A grid can be provided as an input argument, grid_size, a dictionary with keys
lats, lons, and deps, each of which are 1D monotonic numpy arrays. For example:
import numpy as np
grid_size = {
"deps" : np.arange(0.5, 30, 2), # in km
"lons" : np.arange(-158.4, -157.9, 0.04),
"lats" : np.arange(56.7, 57.1, 0.04)
}
Alternatively, enveloc can perform a grid search over a rotated grid. For this, you must provide
an input argument, rotation, a dictionary with keys x (x grid nodes, in km), y (y grid
nodes, in km), z (depth grid nodes, in km), lat0 & lon0 (origin lat/lon), az, rotation
azimuth (degrees counterclockwise from East).
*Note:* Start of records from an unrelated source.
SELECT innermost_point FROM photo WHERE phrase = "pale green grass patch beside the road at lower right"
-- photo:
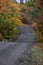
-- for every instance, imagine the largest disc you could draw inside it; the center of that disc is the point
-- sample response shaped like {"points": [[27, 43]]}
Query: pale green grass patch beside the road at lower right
{"points": [[37, 55]]}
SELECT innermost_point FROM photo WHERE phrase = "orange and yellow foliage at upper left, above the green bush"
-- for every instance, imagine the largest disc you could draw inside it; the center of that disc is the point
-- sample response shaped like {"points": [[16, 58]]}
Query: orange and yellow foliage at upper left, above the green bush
{"points": [[11, 8]]}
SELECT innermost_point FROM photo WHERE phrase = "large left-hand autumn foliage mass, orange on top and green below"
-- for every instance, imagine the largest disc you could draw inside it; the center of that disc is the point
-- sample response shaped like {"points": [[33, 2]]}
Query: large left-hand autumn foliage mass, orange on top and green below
{"points": [[10, 18]]}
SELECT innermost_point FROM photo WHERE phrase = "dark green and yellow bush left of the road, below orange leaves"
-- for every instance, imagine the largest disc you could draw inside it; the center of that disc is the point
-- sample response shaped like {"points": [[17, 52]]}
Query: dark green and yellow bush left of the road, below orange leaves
{"points": [[7, 27]]}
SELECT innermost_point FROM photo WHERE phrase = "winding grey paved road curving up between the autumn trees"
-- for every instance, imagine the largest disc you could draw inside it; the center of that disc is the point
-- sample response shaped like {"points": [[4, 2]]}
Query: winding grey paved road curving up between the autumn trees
{"points": [[11, 52]]}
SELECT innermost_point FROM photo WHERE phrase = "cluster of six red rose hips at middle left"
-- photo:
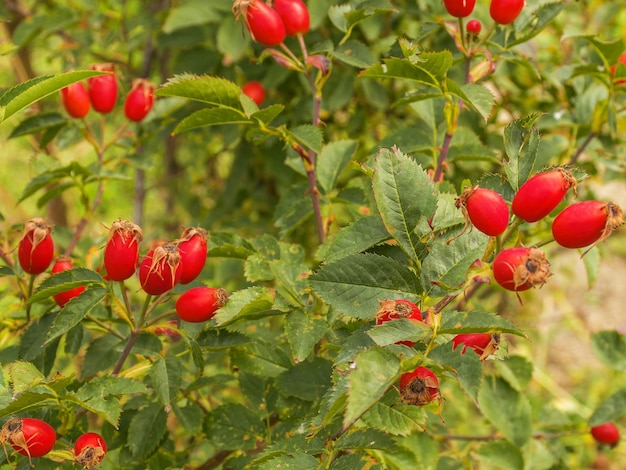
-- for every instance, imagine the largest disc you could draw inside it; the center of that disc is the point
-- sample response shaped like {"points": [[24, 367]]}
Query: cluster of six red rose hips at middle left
{"points": [[165, 265]]}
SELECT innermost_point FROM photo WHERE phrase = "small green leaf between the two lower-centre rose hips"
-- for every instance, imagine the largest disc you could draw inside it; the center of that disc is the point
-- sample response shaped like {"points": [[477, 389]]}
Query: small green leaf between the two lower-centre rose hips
{"points": [[467, 367]]}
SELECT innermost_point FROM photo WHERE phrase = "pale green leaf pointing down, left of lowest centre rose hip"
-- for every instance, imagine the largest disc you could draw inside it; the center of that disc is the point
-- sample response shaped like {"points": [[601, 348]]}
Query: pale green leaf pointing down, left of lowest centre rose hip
{"points": [[374, 371]]}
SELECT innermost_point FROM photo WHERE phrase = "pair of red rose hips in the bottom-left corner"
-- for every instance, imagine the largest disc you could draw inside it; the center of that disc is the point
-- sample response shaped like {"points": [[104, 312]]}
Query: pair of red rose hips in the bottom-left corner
{"points": [[34, 438]]}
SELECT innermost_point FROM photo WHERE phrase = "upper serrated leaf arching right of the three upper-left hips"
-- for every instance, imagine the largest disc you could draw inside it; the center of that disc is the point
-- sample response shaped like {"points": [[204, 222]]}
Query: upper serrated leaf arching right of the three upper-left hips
{"points": [[206, 89]]}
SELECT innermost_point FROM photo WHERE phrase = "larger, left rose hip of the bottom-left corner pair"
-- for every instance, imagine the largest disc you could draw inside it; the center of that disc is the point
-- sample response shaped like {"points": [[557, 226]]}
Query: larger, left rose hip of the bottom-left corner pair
{"points": [[28, 436]]}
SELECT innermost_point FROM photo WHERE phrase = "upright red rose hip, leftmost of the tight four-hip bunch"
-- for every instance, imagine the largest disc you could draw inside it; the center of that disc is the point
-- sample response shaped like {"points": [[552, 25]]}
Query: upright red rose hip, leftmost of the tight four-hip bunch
{"points": [[121, 254]]}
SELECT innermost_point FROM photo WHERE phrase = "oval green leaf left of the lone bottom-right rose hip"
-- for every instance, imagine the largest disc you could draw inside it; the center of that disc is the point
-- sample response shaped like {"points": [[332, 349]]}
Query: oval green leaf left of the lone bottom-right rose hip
{"points": [[507, 409]]}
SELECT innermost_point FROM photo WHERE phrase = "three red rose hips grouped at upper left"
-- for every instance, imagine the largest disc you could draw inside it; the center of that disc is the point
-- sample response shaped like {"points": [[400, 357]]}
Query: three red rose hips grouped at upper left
{"points": [[101, 94]]}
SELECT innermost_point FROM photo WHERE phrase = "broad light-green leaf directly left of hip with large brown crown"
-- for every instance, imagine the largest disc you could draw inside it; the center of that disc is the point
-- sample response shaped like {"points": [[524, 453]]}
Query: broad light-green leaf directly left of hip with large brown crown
{"points": [[446, 267]]}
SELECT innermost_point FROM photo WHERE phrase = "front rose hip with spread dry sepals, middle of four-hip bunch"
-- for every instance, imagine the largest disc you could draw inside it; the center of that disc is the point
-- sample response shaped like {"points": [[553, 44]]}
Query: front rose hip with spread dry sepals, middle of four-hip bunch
{"points": [[161, 269]]}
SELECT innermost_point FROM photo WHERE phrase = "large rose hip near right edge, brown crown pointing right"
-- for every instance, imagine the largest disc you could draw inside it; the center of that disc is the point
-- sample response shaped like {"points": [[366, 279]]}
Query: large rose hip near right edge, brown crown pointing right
{"points": [[585, 223]]}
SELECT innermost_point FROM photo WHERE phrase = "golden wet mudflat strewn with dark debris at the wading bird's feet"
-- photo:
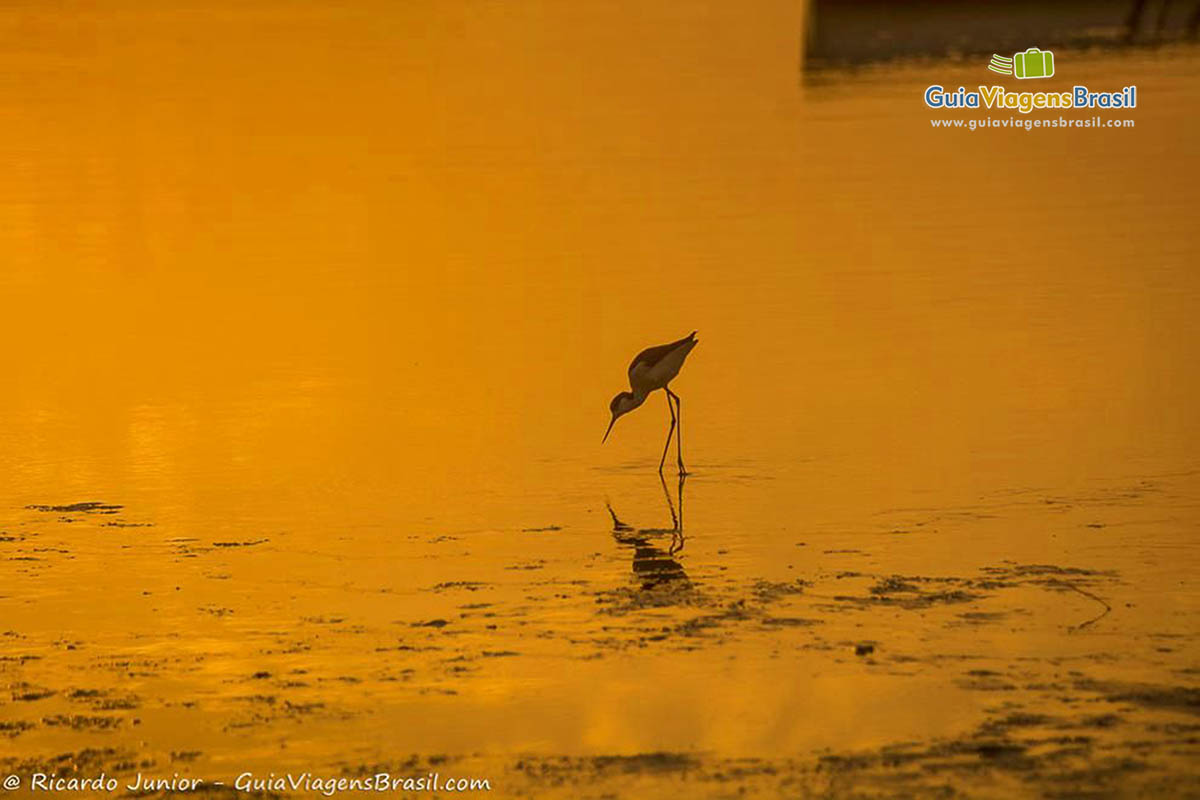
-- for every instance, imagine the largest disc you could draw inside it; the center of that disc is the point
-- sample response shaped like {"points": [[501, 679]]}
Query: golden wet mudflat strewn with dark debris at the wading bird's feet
{"points": [[590, 660]]}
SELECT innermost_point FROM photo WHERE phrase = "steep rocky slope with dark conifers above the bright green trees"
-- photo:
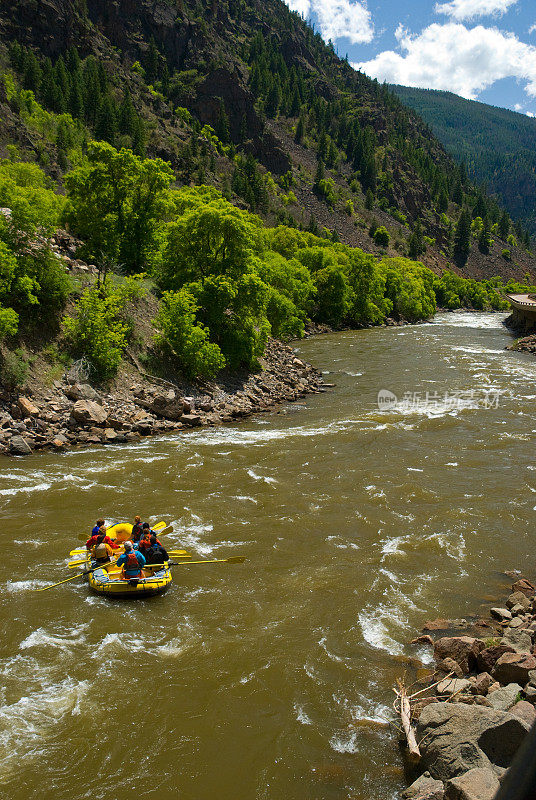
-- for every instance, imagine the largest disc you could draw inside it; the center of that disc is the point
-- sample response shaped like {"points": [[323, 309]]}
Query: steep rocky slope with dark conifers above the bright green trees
{"points": [[294, 133]]}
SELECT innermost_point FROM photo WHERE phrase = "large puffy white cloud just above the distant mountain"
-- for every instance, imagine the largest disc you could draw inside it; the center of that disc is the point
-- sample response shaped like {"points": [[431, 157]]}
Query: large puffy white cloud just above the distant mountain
{"points": [[458, 59]]}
For example:
import numpy as np
rotation = {
"x" : np.arange(-20, 20, 1), # in km
"y" : np.arange(-10, 10, 1), # in km
"z" : np.arange(1, 39, 2), # in km
"lat0" : 56.919, # origin latitude
"lon0" : -158.1737, # origin longitude
"az" : 30 # rotation, in degrees, counterclockwise from East
}
This example creates a grid rotated 30 degrees north of east about the origin lat0, lon0 with
grid nodes every 1 km extending +/- 20 and +/- 10 km in the rotated x and y directions, respectively.
grid_size and rotation should not both be used.